I am basically trying to compare different explosives and combustibles by volume.

The end goal is to compare them as the propellant in a rifle cartridge. I know there are more things than sheer power to consider; such as the speed of combustion, how sturdy if a chamber you'd need, and what it takes to combust the material.

An equal volume of plutonium would definitely have more energy than black powder, but you'd need a hell of a chamber, a crazy mechanism to ignite it, and I have no idea how fast it burns so you may need an excessively long barrel.

Any help with my math?

The standard measure for explosive energy is the "gram of TNT equivalent", which is exactly one Cal (or kilocal) of energy. If you want how much per unit volume, then you want a reasonably volume unit like a liter. Then you find the energy per unit mass and the density.

Energy/Mass * Mass/volume = Energy/volume. Your units of Energy are food Calories (i.e 4184 Joules each), your mass units are probably grams, and density standard units are grams/milliliter (1g/mL is identical to the standard temperature and pressure of water, most other density units are equivalent).

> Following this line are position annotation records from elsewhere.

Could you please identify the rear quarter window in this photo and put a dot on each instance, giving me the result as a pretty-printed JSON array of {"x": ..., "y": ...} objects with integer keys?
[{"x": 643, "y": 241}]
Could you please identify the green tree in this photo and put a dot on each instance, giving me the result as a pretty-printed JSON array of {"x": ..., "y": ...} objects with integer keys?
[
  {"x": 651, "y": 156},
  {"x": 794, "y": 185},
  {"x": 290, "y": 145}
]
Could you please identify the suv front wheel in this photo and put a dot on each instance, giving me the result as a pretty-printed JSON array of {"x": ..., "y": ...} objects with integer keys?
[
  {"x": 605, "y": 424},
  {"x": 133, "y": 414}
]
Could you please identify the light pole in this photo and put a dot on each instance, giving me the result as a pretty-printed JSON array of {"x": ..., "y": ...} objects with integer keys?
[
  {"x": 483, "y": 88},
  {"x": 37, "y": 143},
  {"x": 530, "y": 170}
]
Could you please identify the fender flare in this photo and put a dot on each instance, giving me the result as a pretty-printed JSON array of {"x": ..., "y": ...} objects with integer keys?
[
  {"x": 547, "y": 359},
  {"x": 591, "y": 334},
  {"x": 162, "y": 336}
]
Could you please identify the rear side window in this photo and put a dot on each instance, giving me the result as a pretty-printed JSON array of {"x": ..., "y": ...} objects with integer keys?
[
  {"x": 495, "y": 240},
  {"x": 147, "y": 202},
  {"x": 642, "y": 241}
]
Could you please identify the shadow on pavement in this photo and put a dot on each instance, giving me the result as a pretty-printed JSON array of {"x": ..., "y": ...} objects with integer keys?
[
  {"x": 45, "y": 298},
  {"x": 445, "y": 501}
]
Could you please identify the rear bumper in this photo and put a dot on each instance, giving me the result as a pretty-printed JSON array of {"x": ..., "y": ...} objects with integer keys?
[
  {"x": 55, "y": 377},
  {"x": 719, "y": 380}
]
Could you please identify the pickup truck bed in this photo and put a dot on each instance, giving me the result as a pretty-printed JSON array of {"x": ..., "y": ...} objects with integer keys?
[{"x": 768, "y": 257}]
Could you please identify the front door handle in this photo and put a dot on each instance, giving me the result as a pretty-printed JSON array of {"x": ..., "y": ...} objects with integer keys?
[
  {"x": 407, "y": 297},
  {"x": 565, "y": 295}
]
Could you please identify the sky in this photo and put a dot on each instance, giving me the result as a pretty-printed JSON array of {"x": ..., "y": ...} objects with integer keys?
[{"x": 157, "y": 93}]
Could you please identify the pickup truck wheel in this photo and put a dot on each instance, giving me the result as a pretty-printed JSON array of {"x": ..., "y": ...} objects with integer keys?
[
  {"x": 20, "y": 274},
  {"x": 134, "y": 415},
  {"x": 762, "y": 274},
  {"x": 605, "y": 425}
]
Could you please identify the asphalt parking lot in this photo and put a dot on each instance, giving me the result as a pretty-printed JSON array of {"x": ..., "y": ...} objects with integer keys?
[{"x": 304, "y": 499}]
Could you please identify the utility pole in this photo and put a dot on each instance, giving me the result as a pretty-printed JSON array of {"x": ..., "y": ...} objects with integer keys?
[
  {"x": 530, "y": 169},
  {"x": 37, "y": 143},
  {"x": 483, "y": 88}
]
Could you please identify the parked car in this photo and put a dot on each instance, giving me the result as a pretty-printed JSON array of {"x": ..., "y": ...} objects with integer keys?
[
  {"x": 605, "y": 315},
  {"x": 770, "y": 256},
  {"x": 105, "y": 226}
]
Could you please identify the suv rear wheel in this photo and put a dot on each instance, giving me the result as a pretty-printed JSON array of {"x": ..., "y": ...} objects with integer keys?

Looking up the density of TNT I get 1.65 g/cm³ (which is the same as kg/L or g/mL), so TNT is 1,650 Cal/liter.
Wikipedia claims that modern black powder liberates 3 megajoules per kilogram and is 1.7 g/cm³, so 3,000,000 J/Kg * 1.7 Kg/L / (4184 J/Cal) = 1,219 Cal/liter.

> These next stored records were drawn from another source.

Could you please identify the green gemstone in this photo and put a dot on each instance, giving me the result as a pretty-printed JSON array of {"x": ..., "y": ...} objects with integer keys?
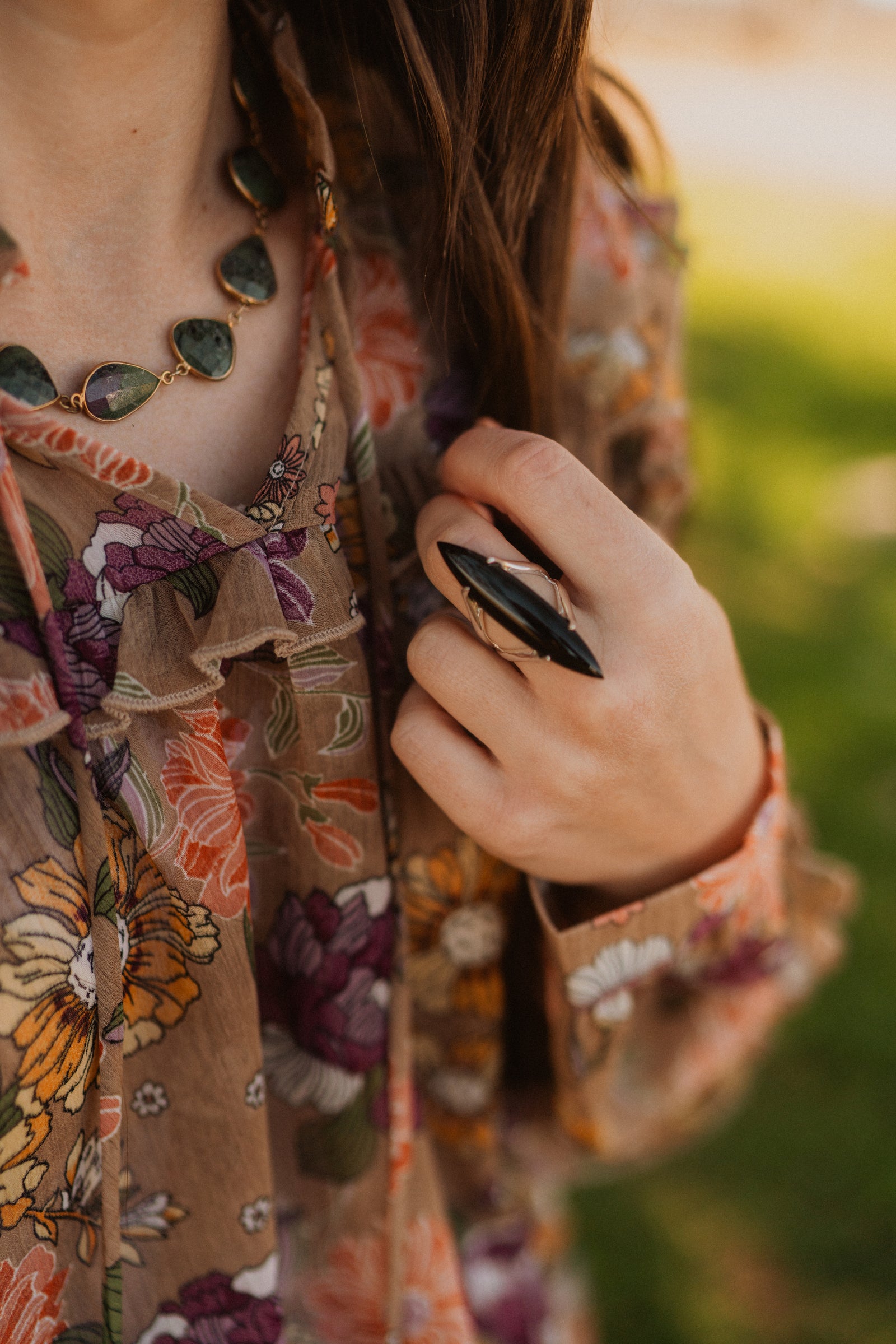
[
  {"x": 246, "y": 272},
  {"x": 206, "y": 345},
  {"x": 117, "y": 390},
  {"x": 23, "y": 375},
  {"x": 255, "y": 179}
]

You can't get small amounts of Plutonium 239 to detonate in a nuclear chain reaction, you need [CLASSIFIED] Kg to make that work, but if you could, each atom releases about 211.5 MeV of energy.
Density is 16 Kg/L, 239 AMU is 3.96869e-25 Kg, 211.5 MeV is 3.3886034e-11 J. Combining: 16 Kg/L / 3.96869e-25 Kg/atom * 3.3886034e-11 J/Atom / 4184 Cal/J = 326,514,048,754 Cal/liter. Note that you need a lot of additional hardware to detonate the Pu239, so your actual force per bomb size will be much smaller.

Edited to add: And in real life, you'll never manage to get the Pu239 to all react at once. There's quite a bit of wastage, it's just that you're starting with 200 million or so times the energy density that makes it impressive.


You can get impressively small, however.
https://en.wikipedia.org/wiki/Davy_Croc ... ear_device)
Please note that there is more traditional explosive material around the fissionable core than there is fissionable material. This explosive material doubles as radiation shielding.
The traditional explosive is used to compress, (implode) the fissionable core, to set it off. There should also be a neutron emitter device there somewhere, but you can make one of those in your basement.